Guest Lecture by Prof. Yasmin Kafai
On behalf of the REASON doctoral school at the Munich Center of the Learning Sciences (MCLS) we are happy to announce the guest lecture:
12:00 s.t. - 13:30, Room 3221
The recent push to promote coding often focuses on primary and secondary computing education, leaving aside the growing number of promising informal online programming communities where young users contribute, comment, and collaborate on programs to facilitate learning. This presentation examines trends in computational participation in Scratch, an online community with over one million registered youth designers. A random sample of 5,004 youth programmers and their activities over three months in early 2012 included programming concepts used in projects in relation to level of participation, gender, and length of membership of Scratch programmers. Latent class analysis identified the same four groups of programmers at each month based on the usage of different programming concepts and showed how membership in these groups shifted in different ways across time. More importantly, an analysis of complex programming concepts that involve logic reasoning demonstrated gender differences in computational participation.
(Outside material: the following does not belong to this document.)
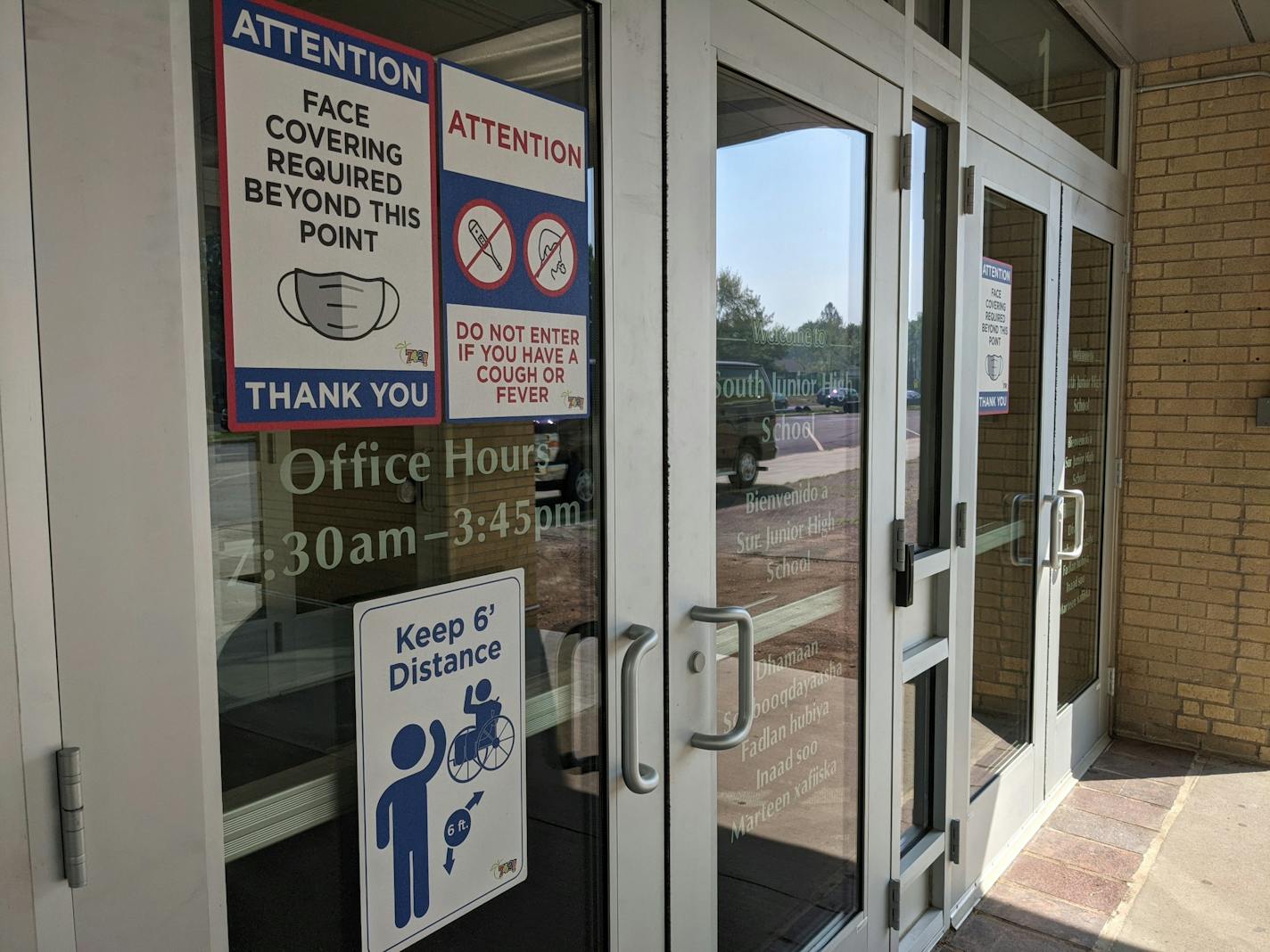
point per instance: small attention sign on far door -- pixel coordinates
(994, 286)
In the discussion, I address the challenges of analyzing young learners’ programming in informal online communities and opportunities for designing more equitable computational participation.
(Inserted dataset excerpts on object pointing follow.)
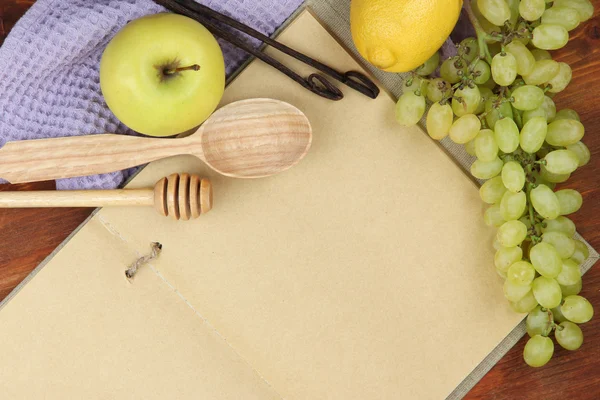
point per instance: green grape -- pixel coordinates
(545, 202)
(582, 152)
(486, 169)
(504, 110)
(493, 216)
(507, 256)
(539, 322)
(469, 49)
(482, 72)
(496, 244)
(495, 11)
(523, 27)
(504, 69)
(525, 219)
(470, 147)
(562, 79)
(545, 259)
(525, 60)
(430, 65)
(551, 177)
(565, 132)
(570, 201)
(557, 314)
(511, 233)
(492, 190)
(465, 129)
(546, 110)
(490, 84)
(560, 224)
(569, 274)
(549, 108)
(569, 335)
(567, 17)
(546, 291)
(485, 94)
(533, 134)
(409, 109)
(527, 97)
(571, 289)
(540, 54)
(513, 176)
(538, 112)
(564, 245)
(581, 252)
(506, 133)
(486, 148)
(450, 68)
(513, 205)
(439, 120)
(513, 5)
(514, 292)
(531, 10)
(561, 161)
(567, 113)
(470, 99)
(583, 7)
(577, 309)
(543, 71)
(521, 273)
(550, 37)
(538, 351)
(437, 89)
Yasmin B. Kafai is the Lori and Michael Milken President’s Distinguished Professor at University of Pennsylvania’s Graduate School of Education. She is a researcher and co-developer of online tools and communities to promote computational participation, crafting, and creativity across K-16. Her recent book publications include “Connected Gaming: What Making Videogames Can Teach Us About Learning and Literacy, “Connected Code: Why Children Need to Learn Programming,” and “Connected Play: Tweens in a Virtual World”—all published by MIT Press. She coauthored the 2010 National Educational Technology Plan for the US Department of Education, was a contributing member to the National Research Council’s workshop series “Computational Thinking for Everyone,” and wrote a synthesis report “Under the Microscope: A Decade of Gender Equity Projects in the Sciences” for the American Association of University Women. Kafai earned a doctorate from Harvard University while working with Seymour Papert at the MIT Media Lab. She is a Fellow of the American Educational Research Association and the International Society of Learning Sciences, and a former editor of the Journal of the Learning Sciences
We are looking forward to welcoming all interested participants!